FWIW I don’t really see your description as, like, a specific alignment strategy so much as the strategy of “have an alignment strategy at all”. The meat is all in 1) how you identify the core of human values and 2) how you identify which experiences will change the system to have less of the initial good values, but, like, figuring out the two of those would actually solve the problem!
While I agree that arbitrary scaling is dangerous, stopping early is an option. Near human AGI need not transition to ASI until the relevant notKillEveryone problems have been solved.
The alignment strategy seems to be “what we’re doing right now” which is:
feed the base model human generated training data
apply RL type stuff (RLHF,RLAIF,etc.) to reinforce the good type of internet learned behavior patterns
This could definitely fail eventually if RLAIF style self-improvement is allowed to go on long enough but crucially, especially with RLAIF and other strategies that set the AI to training itself, there’s a scalable mostly aligned intelligence right there that can help. We’re not trying to safely align a demon so much as avoid getting to “demon” from a the somewhat aligned thing we have now.
How much is this central to your story of how things go well?
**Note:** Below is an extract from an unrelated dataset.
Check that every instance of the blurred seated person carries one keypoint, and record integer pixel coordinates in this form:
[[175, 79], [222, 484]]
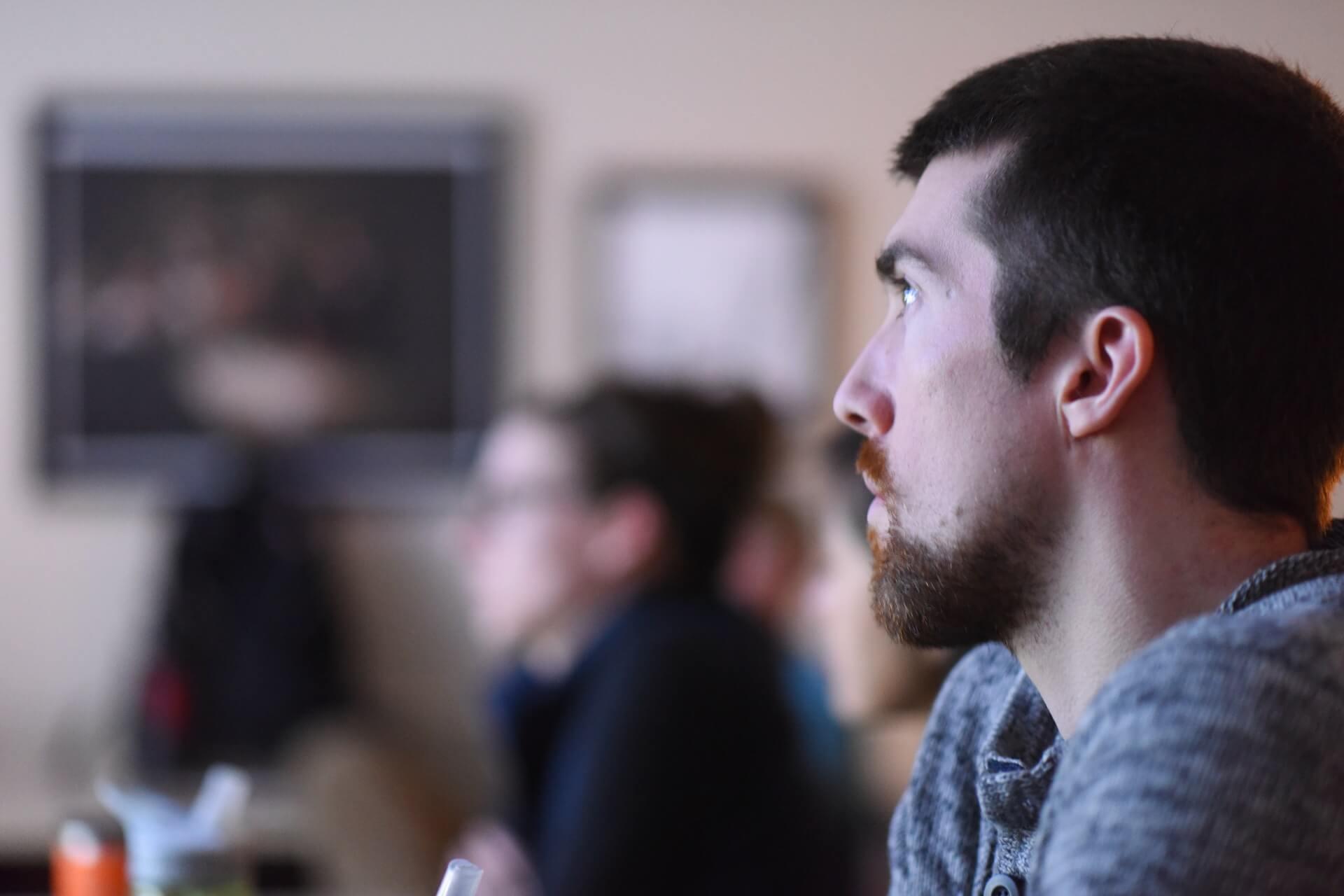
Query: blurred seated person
[[879, 690], [765, 573], [654, 747]]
I agree that humanity could do this (or at least it could if it had it’s shit together), and I think it’s a good target to aim for that buys us sizable successes probability. But I don’t think it’s what’s going to happen by default.
Slower is better obviously but as to the inevitability of ASI, I think reaching top 99% human capabilities in a handful of domains is enough to stop the current race. Getting there is probably not too dangerous.
Stop it how?
Vulnerable world hypothesis (but takeover risk rather than destruction risk). That + first mover advantage could stop things pretty decisively without requiring ASI alignment
As an example, taking over most networked computing devices seems feasible in principle with thousands of +2SD AI programmers/security-researchers. That requires an Alpha-go level breakthrough for RL as applied to LLM programmer-agents.
One especially low risk/complexity option is a stealthy takeover of other AI lab’s compute then faking another AI winter. This might get you most of the compute and impact you care about without actively pissing off everyone.
If more confident in jailbreak prevention and software hardening, secrecy is less important.
First mover advantage depends on ability to fix vulnerabilities and harden infrastructure to prevent a second group from taking over. To the extent AI is required for management, jailbreak prevention/mitigation will also be needed.